Team:KOREA/Description

Inspiration and Description

Inspiration

Team Korea originates from the Highschool Science Camp of KIST Glia Research Group. Our members with different interests and backgrounds have come up with a variety of ideas. Though ideas came from a wide range of fields such as brain science, molecular biology, biochemistry, informatics, and humanities, we all found common ground in the interests of therapeutics, especially in the treatment of neural diseases. So we decided to use synthetic biological methods to improve the current treatments.

While studying tendencies and research previously done, we were enthralled by "the chimeric protein". Making our protein that doesn't exist in nature, it's gorgeous!. We MUST do that. So we decided to make a chimeric protein. To remedy the problems of existing drawbacks; tolerance, irreversibility, slow response and heavy burden, we needed a protein that enabled precise targeting and easy isomerization.

At that time, the first thing we came up with was the animal's eye and the phytochrome of the plants. They all have in common that they are controlled by a light signal. As the eyes are isomerized from cis to trans, phytochromes are freely and reversibly isomerized according to the ratio of red light and near-infrared light, which both can lead to a rapid reaction. So, we've determined to apply the light property to the molecular level, and we decided on a topic "Optogenetics with chimeric proteins". This is how the scheme of Track 1 was created.

However, if gene therapy was carried out by transfecting chimeric proteins, we thought that a permanent cure would be possible, but a shallower step without the introduction of external genes was also needed. Track 2, which started like this, uses CRISPR, the recent hot topic of molecular biology. It's not the typical CRISPR-Cas9 system, but dCas9. dCas9 is a kind of Cas9 enzyme in which the exonuclease domain is dead. Therefore, unlike Cas9, which irreversibly cuts DNA, not only reversible inhibition is possible, but also reversible promotion is possible by making a fusion protein of dCas9 and transcription factors. We introduced a protein system to dimerize by light(photodimerization) into dCas9.

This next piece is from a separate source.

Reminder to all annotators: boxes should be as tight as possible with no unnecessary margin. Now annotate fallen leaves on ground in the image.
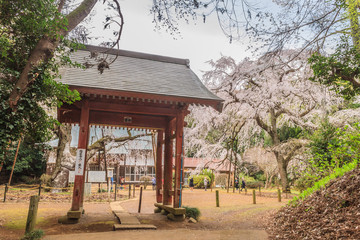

The planning and realization of these two track schemes required the role of members with diverse talents Three members of the biological field oversaw the WetLAB experiment, while members I the chemical field were responsible for making reagents and modeling. The three members of computer science were team wikis and modeling, and the other members were human practices and design. In the future, we plan to extend this project to the in vivo area. For the mousse, a technique is known for transmitting blue light signals to the deep brain through the skull behind the ear. By conducting LED photostimulation on mice transformed with virus injection, we will analyze changes in the behavior of the mice and ensure that they are safe and effective for higher animals like a human.

Description

Our goal is to cure Parkinson's disease by optogenetics.
We want to initiate the dopamine pathway by light. In the preceding paper, CXCR4 and Rhodopsin were fused. Both are the GPCR family. Therefore, we thought we can make a chimera protein of rhodopsin and dopamine receptor because dopamine receptor is also GPCR.

For our experiments, we choose a U-87 MG cell. We used the membrane potential to check that our fusion protein worked. U-87 MG has an ion channel that is downstream of the dopamine signaling pathway. First, we transfected our fusion protein into a U-87 MG cell. If our protein works well, membrane potential will change at the light condition. Next, We check our protein's expression by GFP. We used membrane potential dye to compare our control with our cells, light and dark conditions to assess whether our fusion protein worked properly.

As Track 2, we linked the photodimerizable proteins CRYII and CIBN to the dCas9 system. dCas9 is a Cas9 enzyme with dead exonuclease activity, and thus can reversibly bind and dissociate DNA. When the sgRNA of dCas9 is located in the target gene, the blue light stimulus causes the CIBN attached to dCas9 to form a dimer with CRYII bound to the transcription factor. We applied it to ABAT and tried to fix Parkinson's disease by adjusting the concentration of GABA at synapses. Because GABA is the significant inhibitory neurotransmitter, this method could be applied broadly in our central nerve system.